Israeli radicals carry out rituals during raid of Al-Aqsa Mosque compound
Israeli radicals raided the Al-Aqsa Mosque compound in occupied East Jerusalem on Tuesday, the Muslim body that manages the site said.
Dozens of extremists stormed Al-Aqsa in groups and toured the holy place, the Islamic Waqf was cited as saying by the official Palestinian news agency Wafa.
The Israelis also carried out Jewish religious rituals, the Waqf said, in violation of a longstanding status-quo arrangement governing the Al-Aqsa compound, which reserves prayer at the site for Muslims alone.
Al-Aqsa is the third-holiest site in Islam and the most-sacred Muslim place in Palestine.

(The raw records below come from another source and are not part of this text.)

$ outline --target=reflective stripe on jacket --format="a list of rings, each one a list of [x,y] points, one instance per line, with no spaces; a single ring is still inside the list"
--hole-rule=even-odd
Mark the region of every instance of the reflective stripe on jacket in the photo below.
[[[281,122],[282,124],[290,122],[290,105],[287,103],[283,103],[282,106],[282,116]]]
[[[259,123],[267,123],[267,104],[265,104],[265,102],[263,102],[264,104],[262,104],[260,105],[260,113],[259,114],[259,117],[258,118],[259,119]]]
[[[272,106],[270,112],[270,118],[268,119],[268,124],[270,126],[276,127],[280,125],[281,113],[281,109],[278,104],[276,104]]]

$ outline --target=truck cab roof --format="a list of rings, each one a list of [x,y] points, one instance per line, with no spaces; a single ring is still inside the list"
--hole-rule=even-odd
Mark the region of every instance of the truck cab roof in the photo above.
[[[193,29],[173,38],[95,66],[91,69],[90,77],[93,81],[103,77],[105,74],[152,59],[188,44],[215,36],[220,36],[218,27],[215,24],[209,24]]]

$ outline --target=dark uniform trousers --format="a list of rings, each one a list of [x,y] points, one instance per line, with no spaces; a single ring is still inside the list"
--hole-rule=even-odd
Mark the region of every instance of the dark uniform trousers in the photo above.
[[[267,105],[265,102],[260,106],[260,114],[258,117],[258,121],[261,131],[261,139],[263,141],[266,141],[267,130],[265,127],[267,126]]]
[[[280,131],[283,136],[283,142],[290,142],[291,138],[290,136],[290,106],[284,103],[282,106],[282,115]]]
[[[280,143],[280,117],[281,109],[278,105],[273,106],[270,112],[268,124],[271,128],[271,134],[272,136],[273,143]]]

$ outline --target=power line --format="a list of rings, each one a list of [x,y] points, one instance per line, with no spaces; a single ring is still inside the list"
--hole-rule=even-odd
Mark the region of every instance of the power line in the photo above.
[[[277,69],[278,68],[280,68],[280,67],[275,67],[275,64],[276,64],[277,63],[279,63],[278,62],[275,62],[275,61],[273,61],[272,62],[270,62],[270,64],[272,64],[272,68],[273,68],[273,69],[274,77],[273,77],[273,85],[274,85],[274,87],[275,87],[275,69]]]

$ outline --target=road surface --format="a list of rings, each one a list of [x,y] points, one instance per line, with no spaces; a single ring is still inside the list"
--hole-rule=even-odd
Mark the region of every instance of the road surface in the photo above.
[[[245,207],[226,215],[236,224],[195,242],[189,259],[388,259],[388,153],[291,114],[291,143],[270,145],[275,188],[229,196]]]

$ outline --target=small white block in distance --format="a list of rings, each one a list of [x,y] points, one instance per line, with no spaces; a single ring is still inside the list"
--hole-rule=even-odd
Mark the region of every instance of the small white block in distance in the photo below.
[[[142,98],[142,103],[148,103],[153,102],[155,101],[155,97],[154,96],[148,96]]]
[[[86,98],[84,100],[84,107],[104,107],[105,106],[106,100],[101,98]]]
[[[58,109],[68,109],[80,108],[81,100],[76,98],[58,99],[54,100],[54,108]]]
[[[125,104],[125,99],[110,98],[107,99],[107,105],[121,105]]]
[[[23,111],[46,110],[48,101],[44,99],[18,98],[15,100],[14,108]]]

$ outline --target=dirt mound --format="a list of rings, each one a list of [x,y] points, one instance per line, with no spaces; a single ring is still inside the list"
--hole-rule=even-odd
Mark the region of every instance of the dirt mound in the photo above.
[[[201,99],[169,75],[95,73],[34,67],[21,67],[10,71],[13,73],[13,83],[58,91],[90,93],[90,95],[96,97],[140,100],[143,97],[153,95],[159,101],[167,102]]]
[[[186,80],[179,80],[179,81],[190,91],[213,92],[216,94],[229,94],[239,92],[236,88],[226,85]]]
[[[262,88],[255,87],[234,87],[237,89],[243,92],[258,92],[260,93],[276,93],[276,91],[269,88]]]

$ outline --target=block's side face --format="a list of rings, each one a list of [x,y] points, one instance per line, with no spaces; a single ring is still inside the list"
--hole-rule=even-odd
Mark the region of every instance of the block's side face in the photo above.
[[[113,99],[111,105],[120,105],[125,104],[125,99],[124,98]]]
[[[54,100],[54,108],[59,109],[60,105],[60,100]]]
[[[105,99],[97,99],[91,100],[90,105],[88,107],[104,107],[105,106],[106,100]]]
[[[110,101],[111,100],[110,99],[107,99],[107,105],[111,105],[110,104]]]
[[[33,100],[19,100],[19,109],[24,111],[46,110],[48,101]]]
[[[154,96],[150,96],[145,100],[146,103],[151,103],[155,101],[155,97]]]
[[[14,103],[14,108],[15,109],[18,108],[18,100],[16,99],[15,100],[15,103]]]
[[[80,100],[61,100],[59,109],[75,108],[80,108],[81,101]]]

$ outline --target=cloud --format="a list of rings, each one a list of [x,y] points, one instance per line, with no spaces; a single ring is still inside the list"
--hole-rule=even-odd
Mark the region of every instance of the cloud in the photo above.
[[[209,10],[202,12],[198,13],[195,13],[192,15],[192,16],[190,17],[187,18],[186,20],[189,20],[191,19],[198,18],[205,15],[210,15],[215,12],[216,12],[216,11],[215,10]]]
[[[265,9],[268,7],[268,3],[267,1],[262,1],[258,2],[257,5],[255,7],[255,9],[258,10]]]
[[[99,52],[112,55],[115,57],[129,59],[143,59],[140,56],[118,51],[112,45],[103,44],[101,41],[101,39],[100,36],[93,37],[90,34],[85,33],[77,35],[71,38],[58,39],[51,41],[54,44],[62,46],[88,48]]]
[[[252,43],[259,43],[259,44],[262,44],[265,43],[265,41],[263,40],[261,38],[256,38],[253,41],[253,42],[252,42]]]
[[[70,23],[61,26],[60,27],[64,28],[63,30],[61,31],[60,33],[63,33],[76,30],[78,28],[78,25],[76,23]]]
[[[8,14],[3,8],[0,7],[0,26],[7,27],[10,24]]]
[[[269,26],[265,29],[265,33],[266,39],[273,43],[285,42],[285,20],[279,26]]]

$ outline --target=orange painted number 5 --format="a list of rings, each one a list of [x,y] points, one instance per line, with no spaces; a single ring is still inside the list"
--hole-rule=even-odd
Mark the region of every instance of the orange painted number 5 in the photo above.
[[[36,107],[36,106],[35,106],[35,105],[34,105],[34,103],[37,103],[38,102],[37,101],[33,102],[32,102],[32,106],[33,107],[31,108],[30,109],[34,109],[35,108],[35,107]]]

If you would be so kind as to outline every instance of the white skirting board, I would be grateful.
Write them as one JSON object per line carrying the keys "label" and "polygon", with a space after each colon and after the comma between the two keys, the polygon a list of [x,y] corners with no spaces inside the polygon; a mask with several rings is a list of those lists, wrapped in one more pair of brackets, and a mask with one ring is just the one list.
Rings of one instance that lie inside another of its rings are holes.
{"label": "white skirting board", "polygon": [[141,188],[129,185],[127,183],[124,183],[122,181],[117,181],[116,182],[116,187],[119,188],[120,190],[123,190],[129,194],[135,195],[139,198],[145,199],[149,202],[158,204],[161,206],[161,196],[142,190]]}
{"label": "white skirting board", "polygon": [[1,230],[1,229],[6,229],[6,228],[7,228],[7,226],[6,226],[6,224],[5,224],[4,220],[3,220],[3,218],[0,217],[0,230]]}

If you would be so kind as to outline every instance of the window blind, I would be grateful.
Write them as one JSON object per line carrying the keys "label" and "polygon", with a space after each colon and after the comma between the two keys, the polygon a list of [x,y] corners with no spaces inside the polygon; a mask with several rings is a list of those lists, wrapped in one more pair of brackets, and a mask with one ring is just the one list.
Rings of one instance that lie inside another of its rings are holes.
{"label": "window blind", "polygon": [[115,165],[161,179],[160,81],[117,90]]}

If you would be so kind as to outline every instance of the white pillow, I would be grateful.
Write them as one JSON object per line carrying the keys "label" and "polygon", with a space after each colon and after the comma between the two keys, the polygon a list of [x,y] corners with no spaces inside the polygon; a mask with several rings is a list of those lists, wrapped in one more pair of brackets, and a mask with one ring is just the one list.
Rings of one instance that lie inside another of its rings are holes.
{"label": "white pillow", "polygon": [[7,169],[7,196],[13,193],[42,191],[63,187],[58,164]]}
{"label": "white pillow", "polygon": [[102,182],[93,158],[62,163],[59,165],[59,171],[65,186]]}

Like other Muslim and Christian sacred places in East Jerusalem, it is often targeted by Jewish extremists.
Many radical Israelis seek to either split the Al-Aqsa compound in terms of time and space available between Jews and Muslims or replace the mosque with a Jewish temple.
Palestinians view East Jerusalem, which Israel illegally annexed in 1980 after capturing it in 1967, as the capital of their future independent state.
Almost the entire international community rejects Israel's annexation and sovereignty claims over Jerusalem.
However, Israeli authorities and settlers have been accused of pushing Palestinians out of the city.